Somewhere, there is a yellowing photograph of me wearing a jersey featuring Smurfette playing at a Ms Pac Man video game machine: the kind that took quarters. It was 1982.
The hardware was all clunky and simple, and it was marvelous. No one before us had even seen a VCR, and then suddenly within a few years there were video arcades, and MTV, and home computing. This was the era of Bill Gates proclaiming that 64K ought to be enough for anyone, and all of us nodding in stunned agreement.
The graphics of our first games weren’t sophisticated, and neither were the premises. The most violent game I played was one very much like Angry Birds, called Potty Pigeon, for the Commodore 64. More recently, I have gotten sucked into video games that simulated work: making efficient stacks of odd shapes, keeping electronic animals fed.
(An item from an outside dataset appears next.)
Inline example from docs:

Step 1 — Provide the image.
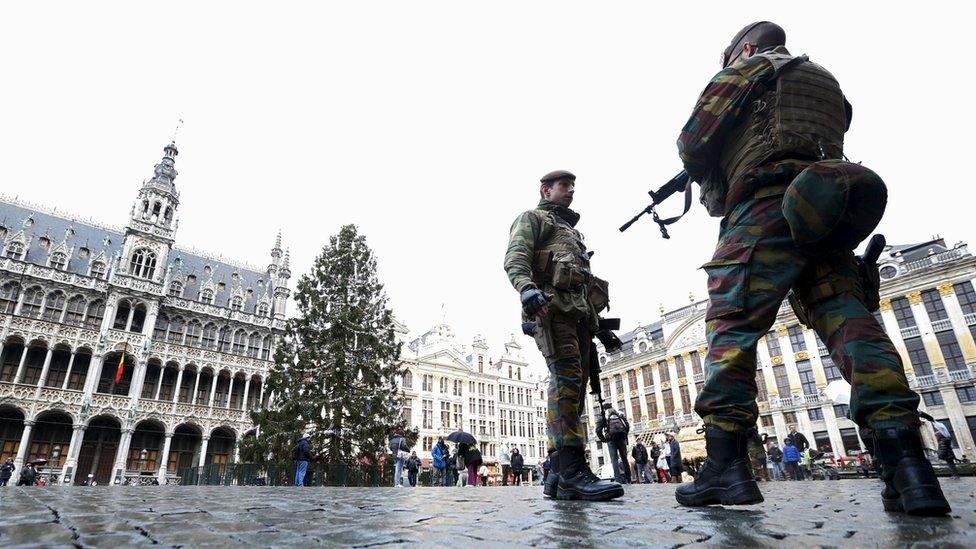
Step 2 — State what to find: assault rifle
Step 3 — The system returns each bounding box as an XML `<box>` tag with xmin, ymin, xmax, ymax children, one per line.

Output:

I can be lulled like the other electronic sheep.
The sorts of uber-violent games marketed to kids more recently, especially to boys, are a different kind of electronic animal. I am especially cynical about first-person shooter games.
The military seems to like these kids playing video games. It makes it easier to teach them how to use the military’s software.
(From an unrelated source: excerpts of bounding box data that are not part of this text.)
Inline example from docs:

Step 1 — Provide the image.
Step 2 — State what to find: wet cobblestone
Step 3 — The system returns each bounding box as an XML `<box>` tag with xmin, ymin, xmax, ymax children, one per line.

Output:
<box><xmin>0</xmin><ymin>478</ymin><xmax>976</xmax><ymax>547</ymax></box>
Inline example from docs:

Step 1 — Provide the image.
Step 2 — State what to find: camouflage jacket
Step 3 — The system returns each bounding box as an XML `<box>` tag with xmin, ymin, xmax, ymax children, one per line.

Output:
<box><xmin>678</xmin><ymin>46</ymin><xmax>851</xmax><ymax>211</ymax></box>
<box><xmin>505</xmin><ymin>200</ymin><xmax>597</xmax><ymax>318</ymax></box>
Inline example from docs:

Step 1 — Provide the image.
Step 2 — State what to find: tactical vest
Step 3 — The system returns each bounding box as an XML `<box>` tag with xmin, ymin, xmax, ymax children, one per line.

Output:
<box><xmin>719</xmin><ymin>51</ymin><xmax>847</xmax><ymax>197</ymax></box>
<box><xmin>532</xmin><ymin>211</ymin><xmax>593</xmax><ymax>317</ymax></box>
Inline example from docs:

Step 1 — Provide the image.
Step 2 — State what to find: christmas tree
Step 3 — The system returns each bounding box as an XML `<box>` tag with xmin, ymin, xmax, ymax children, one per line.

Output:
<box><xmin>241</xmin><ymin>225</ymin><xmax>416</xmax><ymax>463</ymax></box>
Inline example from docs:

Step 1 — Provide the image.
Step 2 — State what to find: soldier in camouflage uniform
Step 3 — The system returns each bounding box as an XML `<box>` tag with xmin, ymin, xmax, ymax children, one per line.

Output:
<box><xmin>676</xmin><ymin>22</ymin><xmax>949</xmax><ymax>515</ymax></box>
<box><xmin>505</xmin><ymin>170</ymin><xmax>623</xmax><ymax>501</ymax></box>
Consider the T-shirt in the image above Exhibit A on the normalization of video game use. It reads: “Computer games don’t affect kids, I mean if Pac-Man affected us as kids, we’d all be running around in darkened rooms, munching magic pills and listening to repetitive music.”
This is why my generation never amounted to anything. Slackers.
Finally, since I am leaning on the internet for my arguments against video culture, here is what Jon Stewart has to say about how useful video game violence is, and to whom:
“Maybe we should always show pictures. Bin Laden, pictures of our wounded service people, pictures of maimed innocent civilians. We can only make decisions about war if we see what war actually is—and not as a video game where bodies quickly disappear leaving behind a shiny gold coin.” (Source: The Crazy Left.)